Cette proposition de loi doit clore, nous dit-on, le débat sur les 35 heures. Nous ne le pensons pas, car l'aspiration à la réduction du temps de travail est bien réelle. Du reste, 77 % des salariés souhaitent conserver leur temps de travail actuel. En vérité, cette proposition de loi ne répond qu'à la seule exigence du Medef.

M. Jean Auclair - En Chine, les communistes font travailler les gens combien de temps ?

M. Maxime Gremetz - Notre position n'est pas seulement de défendre l'existant, mais aussi de porter des exigences plus fortes, étant entendu que la deuxième loi sur la réduction du temps de travail ne nous satisfaisait pas, car elle cédait trop aux demandes de Seillière. C'est la preuve qu'une bonne idée peut se retourner contre les salariés.

Nous ne demandons donc pas le rétablissement pur et simple de cette loi, mais nous plaidons pour un projet de réduction du temps de travail renouvelé, prenant en compte les erreurs du passé et s'appuyant sur les fondements de la loi de 1998, qui comportait une obligation d'embauche. Il faut aussi prévoir un suivi démocratique - par les salariés - de l'application des accords.

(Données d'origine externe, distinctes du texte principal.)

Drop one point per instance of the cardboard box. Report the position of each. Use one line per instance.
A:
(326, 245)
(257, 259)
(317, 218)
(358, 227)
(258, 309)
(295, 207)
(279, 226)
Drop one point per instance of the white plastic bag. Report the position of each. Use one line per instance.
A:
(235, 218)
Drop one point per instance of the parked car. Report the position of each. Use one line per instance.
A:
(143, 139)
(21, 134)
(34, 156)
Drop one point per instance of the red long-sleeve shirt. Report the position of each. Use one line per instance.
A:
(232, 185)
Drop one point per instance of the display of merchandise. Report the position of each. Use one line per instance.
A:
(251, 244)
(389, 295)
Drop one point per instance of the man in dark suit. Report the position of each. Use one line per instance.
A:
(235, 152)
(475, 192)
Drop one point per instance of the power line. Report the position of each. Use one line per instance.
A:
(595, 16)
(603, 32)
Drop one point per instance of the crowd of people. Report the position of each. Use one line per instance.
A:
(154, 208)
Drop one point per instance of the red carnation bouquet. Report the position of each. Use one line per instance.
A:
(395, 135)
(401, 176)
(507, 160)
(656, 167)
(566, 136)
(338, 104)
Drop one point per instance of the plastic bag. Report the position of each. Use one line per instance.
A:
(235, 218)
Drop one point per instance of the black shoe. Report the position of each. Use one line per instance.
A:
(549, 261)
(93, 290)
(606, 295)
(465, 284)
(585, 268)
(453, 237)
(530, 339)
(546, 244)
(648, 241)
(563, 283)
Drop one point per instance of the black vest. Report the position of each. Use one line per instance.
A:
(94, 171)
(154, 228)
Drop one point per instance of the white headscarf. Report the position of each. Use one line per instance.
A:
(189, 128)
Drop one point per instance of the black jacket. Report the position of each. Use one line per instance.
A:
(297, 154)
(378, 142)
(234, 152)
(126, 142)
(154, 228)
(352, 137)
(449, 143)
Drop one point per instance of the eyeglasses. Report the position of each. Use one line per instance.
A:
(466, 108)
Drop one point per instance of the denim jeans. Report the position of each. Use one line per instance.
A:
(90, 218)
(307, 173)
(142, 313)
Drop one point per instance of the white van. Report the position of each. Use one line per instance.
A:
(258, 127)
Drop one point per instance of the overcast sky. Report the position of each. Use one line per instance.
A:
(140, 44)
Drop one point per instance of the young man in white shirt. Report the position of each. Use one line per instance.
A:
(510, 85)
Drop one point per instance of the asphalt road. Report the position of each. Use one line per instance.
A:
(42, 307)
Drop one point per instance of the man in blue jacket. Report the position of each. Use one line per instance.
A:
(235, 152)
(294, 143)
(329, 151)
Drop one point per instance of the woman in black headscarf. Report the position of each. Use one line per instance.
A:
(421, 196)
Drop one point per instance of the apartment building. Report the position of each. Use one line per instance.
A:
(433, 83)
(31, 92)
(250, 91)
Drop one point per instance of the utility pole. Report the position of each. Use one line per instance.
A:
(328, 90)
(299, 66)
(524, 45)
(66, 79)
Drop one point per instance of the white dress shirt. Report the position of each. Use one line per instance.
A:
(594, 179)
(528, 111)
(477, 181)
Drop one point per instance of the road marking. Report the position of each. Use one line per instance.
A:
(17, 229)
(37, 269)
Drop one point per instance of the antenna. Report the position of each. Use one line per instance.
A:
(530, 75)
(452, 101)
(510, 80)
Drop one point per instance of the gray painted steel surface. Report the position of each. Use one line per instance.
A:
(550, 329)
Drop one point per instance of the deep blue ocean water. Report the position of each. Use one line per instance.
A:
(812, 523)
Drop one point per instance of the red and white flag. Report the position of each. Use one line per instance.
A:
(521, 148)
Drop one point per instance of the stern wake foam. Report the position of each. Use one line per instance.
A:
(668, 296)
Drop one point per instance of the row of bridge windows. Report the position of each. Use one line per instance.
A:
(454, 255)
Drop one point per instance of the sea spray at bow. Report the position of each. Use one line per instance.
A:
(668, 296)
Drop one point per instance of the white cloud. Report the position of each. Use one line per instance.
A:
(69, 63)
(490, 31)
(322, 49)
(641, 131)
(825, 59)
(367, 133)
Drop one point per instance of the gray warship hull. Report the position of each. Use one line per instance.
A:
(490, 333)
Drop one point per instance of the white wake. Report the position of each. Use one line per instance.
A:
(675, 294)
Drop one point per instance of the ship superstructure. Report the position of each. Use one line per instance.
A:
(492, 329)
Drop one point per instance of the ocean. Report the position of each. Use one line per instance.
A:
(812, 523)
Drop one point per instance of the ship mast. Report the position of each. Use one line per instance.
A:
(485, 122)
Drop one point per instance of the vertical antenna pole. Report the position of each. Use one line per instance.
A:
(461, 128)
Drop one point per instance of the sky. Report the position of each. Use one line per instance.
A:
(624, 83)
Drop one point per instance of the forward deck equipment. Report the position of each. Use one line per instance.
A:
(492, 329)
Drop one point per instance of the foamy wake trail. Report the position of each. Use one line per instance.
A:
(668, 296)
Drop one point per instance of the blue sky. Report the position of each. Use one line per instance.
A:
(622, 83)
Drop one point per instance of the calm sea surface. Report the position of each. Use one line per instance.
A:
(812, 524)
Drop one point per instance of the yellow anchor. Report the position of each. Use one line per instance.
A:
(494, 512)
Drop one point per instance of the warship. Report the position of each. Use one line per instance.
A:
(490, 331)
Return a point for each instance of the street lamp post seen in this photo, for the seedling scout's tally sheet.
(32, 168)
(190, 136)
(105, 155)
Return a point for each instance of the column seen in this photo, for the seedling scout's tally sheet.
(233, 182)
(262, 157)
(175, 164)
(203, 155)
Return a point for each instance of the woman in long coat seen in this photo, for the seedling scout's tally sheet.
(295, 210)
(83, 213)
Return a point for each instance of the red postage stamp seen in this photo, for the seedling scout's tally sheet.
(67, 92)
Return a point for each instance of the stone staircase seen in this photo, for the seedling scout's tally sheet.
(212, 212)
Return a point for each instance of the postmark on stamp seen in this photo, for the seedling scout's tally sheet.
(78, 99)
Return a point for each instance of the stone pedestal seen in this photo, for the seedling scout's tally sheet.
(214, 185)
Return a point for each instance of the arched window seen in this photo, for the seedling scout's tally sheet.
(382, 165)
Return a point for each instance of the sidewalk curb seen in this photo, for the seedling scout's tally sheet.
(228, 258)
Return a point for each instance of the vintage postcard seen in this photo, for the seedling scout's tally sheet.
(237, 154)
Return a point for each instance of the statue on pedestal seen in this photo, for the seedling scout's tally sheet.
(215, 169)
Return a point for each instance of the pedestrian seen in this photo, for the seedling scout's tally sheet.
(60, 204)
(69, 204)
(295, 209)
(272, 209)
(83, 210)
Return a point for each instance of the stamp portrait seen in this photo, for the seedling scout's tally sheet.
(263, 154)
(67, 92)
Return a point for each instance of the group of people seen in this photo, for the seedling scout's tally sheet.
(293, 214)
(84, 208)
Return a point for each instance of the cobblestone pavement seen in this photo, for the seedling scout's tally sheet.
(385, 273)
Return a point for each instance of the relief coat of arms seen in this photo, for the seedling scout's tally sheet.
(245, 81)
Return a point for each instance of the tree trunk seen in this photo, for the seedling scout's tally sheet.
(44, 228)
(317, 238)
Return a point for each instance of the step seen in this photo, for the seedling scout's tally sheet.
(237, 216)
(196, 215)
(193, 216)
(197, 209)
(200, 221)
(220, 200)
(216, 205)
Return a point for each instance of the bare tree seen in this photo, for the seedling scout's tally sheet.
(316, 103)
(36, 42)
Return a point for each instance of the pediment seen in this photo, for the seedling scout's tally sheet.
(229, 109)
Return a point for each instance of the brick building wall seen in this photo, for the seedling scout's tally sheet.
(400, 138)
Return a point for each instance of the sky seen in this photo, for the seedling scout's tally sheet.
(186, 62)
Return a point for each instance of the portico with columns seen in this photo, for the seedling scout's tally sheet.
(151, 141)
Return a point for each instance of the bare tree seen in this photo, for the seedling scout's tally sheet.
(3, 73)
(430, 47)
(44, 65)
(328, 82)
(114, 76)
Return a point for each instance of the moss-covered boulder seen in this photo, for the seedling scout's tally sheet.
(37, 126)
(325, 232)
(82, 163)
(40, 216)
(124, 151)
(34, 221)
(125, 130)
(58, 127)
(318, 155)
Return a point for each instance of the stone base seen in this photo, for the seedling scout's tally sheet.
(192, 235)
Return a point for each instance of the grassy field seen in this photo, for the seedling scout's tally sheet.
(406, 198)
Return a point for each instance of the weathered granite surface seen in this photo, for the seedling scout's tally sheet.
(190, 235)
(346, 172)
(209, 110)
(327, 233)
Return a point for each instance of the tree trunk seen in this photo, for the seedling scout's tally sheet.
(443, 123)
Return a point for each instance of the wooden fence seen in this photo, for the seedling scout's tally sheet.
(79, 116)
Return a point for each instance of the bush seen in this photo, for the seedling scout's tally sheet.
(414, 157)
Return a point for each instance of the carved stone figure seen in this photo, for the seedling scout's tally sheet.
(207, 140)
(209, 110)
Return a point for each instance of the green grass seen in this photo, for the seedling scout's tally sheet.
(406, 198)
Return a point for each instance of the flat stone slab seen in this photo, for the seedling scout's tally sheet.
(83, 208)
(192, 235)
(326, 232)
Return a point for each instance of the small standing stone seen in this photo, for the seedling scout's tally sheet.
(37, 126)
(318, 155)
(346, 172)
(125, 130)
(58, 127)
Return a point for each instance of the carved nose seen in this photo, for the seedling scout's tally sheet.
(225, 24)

Pour stopper la dégradation des conditions de travail tout en exerçant un appel d'air favorable à l'emploi, il faut lier la réduction du temps de travail - et les aides publiques qui l'accompagnent - à l'obligation de création d'emplois stables et correctement rémunérés. Il faut aussi s'appuyer sur un comité d'entreprise aux pouvoirs rénovés et garantir un droit de suivi des salariés sur les choix stratégiques qui sont faits.

Autant dire que la réforme à mener en matière de législation sur le temps de travail va à rebours de ce texte, qui satisfait certes une exigence forte du patronat mais qui suscite, et continuera à susciter, une forte mobilisation contre lui, comme l'ont montré les mouvements des semaines passées. Vous ne l'emporterez pas seuls contre tous, Messieurs ! (Applaudissements sur les bancs du groupe des députés communistes et républicains)

M. Hervé Novelli - Je ne suis pas d'accord avec M. Gremetz, mais je salue le combat courageux qu'il mène en Picardie contre les hausses d'impôts décidées par la majorité socialiste. (Applaudissements sur les bancs du groupe UMP)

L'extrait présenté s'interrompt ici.